What do you guys do with the stuff after you've bleached it, from what i understand if you let it air dry then the bleach breaks down into something harmless and you can then just rinse it off and its good to go in the tank, is this necessary or can you just give it a good rinse.


----------



## lohachata

i rinse everything several times in fresh water..just straight from the tap ; no need to dechlorinate...


----------



## AquariumTech

lohachata said:


> i rinse everything several times in fresh water..just straight from the tap ; no need to dechlorinate...


This.

Sometimes though, depending on the circumstances, I will let whatever I clean sit in a bucket of prime (water treated with prime) for a period of time (at least an hour or 2, with the water already been mixed with the prime for a good 2 hours, depending on the bucket I am using).


----------



## TheOldSalt

I briskly hose it all off and squirt dechlorinator into all nooks & crannies, then rinse again.


----------



## emc7

If you smell it, either wait or rinse more. You can dip the pH test strip in the rinse.
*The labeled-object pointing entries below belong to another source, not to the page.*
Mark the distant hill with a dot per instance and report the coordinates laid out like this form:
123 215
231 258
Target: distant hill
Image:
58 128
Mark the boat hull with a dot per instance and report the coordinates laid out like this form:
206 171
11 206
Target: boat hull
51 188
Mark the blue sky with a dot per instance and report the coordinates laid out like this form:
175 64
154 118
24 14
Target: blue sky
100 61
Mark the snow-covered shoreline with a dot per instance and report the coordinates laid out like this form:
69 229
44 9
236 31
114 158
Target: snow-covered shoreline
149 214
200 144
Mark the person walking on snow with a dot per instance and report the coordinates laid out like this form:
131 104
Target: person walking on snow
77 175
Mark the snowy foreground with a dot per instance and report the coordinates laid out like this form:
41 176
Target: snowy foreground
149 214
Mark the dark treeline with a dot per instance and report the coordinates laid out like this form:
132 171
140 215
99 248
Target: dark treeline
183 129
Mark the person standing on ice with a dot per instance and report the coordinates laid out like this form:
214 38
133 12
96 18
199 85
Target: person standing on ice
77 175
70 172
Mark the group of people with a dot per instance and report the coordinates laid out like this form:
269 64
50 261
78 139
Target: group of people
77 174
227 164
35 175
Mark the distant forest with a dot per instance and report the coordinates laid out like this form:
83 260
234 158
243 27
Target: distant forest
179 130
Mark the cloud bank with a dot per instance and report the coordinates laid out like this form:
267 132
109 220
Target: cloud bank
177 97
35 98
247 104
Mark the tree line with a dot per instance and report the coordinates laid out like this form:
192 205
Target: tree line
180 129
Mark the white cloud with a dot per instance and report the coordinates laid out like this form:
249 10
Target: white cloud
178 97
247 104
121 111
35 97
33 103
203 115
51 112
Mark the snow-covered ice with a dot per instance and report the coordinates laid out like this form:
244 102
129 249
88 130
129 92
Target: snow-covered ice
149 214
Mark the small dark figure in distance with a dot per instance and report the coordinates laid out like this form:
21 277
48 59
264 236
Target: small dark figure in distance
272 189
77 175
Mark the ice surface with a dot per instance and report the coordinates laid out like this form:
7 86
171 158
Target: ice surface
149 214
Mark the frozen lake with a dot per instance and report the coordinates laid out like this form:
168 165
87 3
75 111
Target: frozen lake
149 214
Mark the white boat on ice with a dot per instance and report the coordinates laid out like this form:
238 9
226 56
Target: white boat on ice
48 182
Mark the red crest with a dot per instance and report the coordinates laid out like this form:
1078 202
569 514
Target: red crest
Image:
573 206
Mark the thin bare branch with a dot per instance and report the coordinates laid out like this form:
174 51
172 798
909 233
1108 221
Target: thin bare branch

If its different than tap, keep rinsing or let it dry in the sun.


----------



## AquariumTech

Sometimes, Windex might be a better way to go too, because it evaporates quickly and is easy to wipe off. Personally I use Windex much more than I use bleach, but bleach is a little stronger for those jobs that need it. 

Even then you always need to at least give it a rinse when your done; like TOS's method.


----------